Informal caregivers, such as family members and spouses, are primary healthcare providers for people with dementia (PwD). The well-being of these informal caregivers directly affects the quality of care they can provide. Unfortunately, they often suffer from verbal agitation of PwD, such as cursing, screaming, and repetitive phrases. Regrettably, there are no existing tools to support the mental health of informal caregivers in home settings. Our preliminary interview study showed that informal caregivers of PwD seek a voice assistant as a social companion providing empathy. However, it is understudied how to convey empathy for informal caregivers of PwD effectively through voice assistants. Hence, we explore how to improve the perceived empathy and reduce the perceived creepiness of a voice assistant for informal caregivers' mental health support. We plan to conduct a within-subject study with 10 informal caregivers to discuss design implications for voice assistants as mental health support.


Zixin Zeng

  • Lance Rips, Cognitive Psychology
  • Kenneth Forbus, Computer Science

Modeling  Intuitive Conceptions of Friction: a Qualitative Reasoning Perspective

People seem to have adequate physics knowledge to deal with most everyday problems, yet even college students in STEM majors are prone to various misconceptions when reasoning about concepts in physics. Specifically, the current project aims to model misconceptions of frictional forces using methods from qualitative reasoning. Qualitative process theory claims that by generalizing from prior experience (protohistories), people can derive intuitions about physical processes by reasoning about qualitative and symbolic representations.
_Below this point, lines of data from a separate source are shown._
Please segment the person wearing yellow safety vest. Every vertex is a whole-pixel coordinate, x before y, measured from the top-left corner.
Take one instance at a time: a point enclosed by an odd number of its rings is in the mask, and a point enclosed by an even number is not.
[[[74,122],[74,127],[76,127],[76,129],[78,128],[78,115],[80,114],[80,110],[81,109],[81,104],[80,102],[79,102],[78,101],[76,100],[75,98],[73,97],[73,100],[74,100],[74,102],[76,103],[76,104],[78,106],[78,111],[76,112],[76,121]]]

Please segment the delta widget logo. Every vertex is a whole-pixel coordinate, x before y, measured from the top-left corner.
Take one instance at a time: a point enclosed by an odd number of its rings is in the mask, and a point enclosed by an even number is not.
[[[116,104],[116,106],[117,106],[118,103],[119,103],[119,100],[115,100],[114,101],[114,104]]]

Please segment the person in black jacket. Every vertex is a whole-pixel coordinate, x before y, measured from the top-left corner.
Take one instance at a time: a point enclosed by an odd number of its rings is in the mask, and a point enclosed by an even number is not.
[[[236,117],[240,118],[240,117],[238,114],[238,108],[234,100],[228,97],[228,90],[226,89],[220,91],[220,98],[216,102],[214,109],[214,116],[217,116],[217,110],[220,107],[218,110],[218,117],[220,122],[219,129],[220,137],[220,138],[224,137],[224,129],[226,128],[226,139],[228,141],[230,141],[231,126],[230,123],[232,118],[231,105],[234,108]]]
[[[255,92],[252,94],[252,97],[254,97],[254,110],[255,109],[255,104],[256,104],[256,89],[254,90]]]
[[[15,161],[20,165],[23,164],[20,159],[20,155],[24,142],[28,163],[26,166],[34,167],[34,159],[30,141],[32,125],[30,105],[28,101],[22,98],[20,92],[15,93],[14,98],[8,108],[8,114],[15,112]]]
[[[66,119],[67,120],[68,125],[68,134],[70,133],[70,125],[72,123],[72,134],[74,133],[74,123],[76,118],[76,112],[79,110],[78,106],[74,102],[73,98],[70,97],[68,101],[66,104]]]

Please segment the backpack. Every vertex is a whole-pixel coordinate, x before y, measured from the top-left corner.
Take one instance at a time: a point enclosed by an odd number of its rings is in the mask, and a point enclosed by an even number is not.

I’m interested in looking at (a) whether incorrect generalizations predicted by the qualitative process theory will align with misconceptions documented in psychology experiments, and (b) how such generalizations will evolve as protohistories about frictional forces are accumulated. The current project will bring together methods from cognitive psychology and artificial intelligence to study how physics novices form misconceptions about frictional forces.


Vanessa Zarubin

  • Vijay Mittal, Psychology
  • Claudia Haase, SESP

Language Development as a Predictor for Long-term Psychosis Vulnerability

Schizophrenia, which affects about 1% of the population, is associated with both positive symptoms (e.g., hallucinations, delusions) and negative symptoms (e.g., cognitive deficits, lack of facial expression of emotion). Signs of risk for developing psychosis are observable prior to the onset of symptoms, and much research focuses on early intervention in adolescence or young adulthood. However, early intervention may not be as effective as prevention. The current project looks at the language produced by pre-school aged children, in particular the complexity of structure and expressions of sense of self, theory of mind (recognizing that others have a different perspective than you), and emotions. Relationships with long-term follow up 5-7 years later characterizing vulnerability to psychosis will be examined. The combination of research in cognitive, developmental, and psychopathology in this project could lead to novel insights improving outcomes for individuals vulnerable to developing psychosis.